Imagine there's no countries

Hello everyone! I know, it's been months since the last time I wrote in this dev blog... But I haven't been staring at the ceiling or watching the grass grow, I made a lot of progress in Winds of Trade, I swear! I'll write about that later, though.

Today I want to share with all of you how I implemented the algorithm to put labels for the procedurally generated countries on the map.

First of all, let's start with the finished result so you can have a notion of what I'm talking about:

Those Urinians are everywhere!

So, basically I have a two-dimensional array where I store what country owns each square in the map and I had to generate labels for them. I wanted to achieve something similar to what Europa Universalis 4 does but using straight labels instead of curved ones in order to make implementation easier. So I needed an algorithm capable of:

1) Identifying every contiguous region in the map.
2) Finding the best orientation (rotation) for the label.
3) Deciding where to place the label.
4) Choosing the right size for the label.

It turns out problem #1 can be solved pretty easily using any of the commonly used fill algorithms. There are lots of examples out there in the web, but basically what you do is to take an initial tile and move to every contiguous tile with the same color until you cannot do it anymore, always remembering which tiles you've already visited so you do not visit them again. Then you pick another non-visited tile and keep going on and on until every tile in the whole map has been processed. Easy!

Problem #2 was driving me crazy, I couldn't think of any good ways to solve it, so I asked a friend of mine, who is the smartest guy I know, to help me and he suggested something brilliant. It's a very intuitive and easy to implement solution, just what I was looking for! He said "you could use a linear regression in order to find the slope of the straight line that best fits the shape of the country".

If you do not know what linear regression is you can probably take a look at the Wikipedia article I linked above. But basically it's a way to find the straight line that best fits a number of data points. Which is pretty much what we need here!
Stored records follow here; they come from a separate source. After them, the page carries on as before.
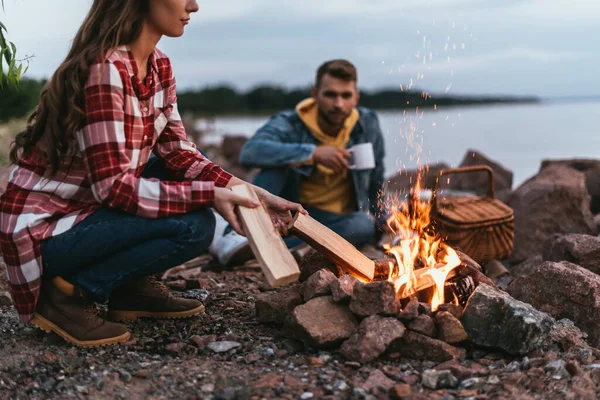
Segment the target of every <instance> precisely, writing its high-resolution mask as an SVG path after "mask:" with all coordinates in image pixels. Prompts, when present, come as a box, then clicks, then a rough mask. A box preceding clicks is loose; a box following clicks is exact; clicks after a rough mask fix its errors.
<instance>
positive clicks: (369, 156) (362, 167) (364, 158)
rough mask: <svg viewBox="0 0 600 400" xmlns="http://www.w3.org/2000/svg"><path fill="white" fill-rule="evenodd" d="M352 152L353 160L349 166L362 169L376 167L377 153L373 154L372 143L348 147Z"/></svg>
mask: <svg viewBox="0 0 600 400" xmlns="http://www.w3.org/2000/svg"><path fill="white" fill-rule="evenodd" d="M348 152H349V153H350V154H352V158H351V159H350V161H351V162H352V163H351V164H350V166H349V167H348V168H350V169H356V170H362V169H373V168H375V154H373V144H372V143H370V142H369V143H362V144H357V145H354V146H352V147H350V148H349V149H348Z"/></svg>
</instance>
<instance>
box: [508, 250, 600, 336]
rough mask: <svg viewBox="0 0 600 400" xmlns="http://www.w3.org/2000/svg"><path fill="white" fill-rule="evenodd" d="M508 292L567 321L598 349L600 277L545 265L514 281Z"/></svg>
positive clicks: (509, 286)
mask: <svg viewBox="0 0 600 400" xmlns="http://www.w3.org/2000/svg"><path fill="white" fill-rule="evenodd" d="M508 292H509V293H510V294H511V296H513V297H515V298H517V299H519V300H521V301H524V302H527V303H530V304H532V305H533V306H534V307H537V308H538V309H539V310H541V311H543V312H547V313H548V314H550V315H551V316H553V317H554V318H556V319H562V318H568V319H570V320H571V321H573V322H574V323H575V325H577V326H578V327H579V328H580V329H581V330H582V331H583V332H585V333H587V334H588V338H589V342H590V344H591V345H592V346H594V347H600V276H598V275H596V274H594V273H593V272H590V271H588V270H587V269H585V268H582V267H580V266H578V265H575V264H572V263H569V262H566V261H562V262H559V263H554V262H549V261H547V262H545V263H543V264H541V265H539V266H537V267H536V268H534V269H533V270H532V272H531V273H530V274H529V275H528V276H527V277H522V278H518V279H516V280H515V281H514V282H513V283H511V285H510V286H509V287H508Z"/></svg>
But an image is worth a thousand words:

First you use the tiles that make up your region as a dataset...

Once you have all the tiles of your region as a dataset you apply linear regression and you get a beautiful straight line. The slope of this line will be the orientation of your label:

... and via linear regression you get a beautiful slope.

So that pretty much solves problem #2. You might be wondering "what happens if I have a region that's pretty much a vertical line?". In that case you are going to get a horizontal label that goes across the width of the country instead of its length, and that isn't what we want... So in order to avoid that problem I make two linear regressions, one using the tile data as (x,y) and one as (y,x). I then stay with the one that allows me to make the longest label. Not very elegant but it works!

That leaves us with problems #3 (position) and #4 (size). It turns out they are relatively easy to solve. The best position can be found quickly by brute force near the central points of the region. You try a few possible positions near the center and then keep the one that allows for the longest uninterrupted chain to either side using the orientation obtained from step #2. Choosing a size can be done easily knowing the length of the chain calculated in step #3 and the length of the name of the country.

The finished label

You then repeat these steps for every region in the map (over a certain size threshold) and you're good to go! I hope someone will find this - very incomplete and poorly written - information useful. Thanks for reading!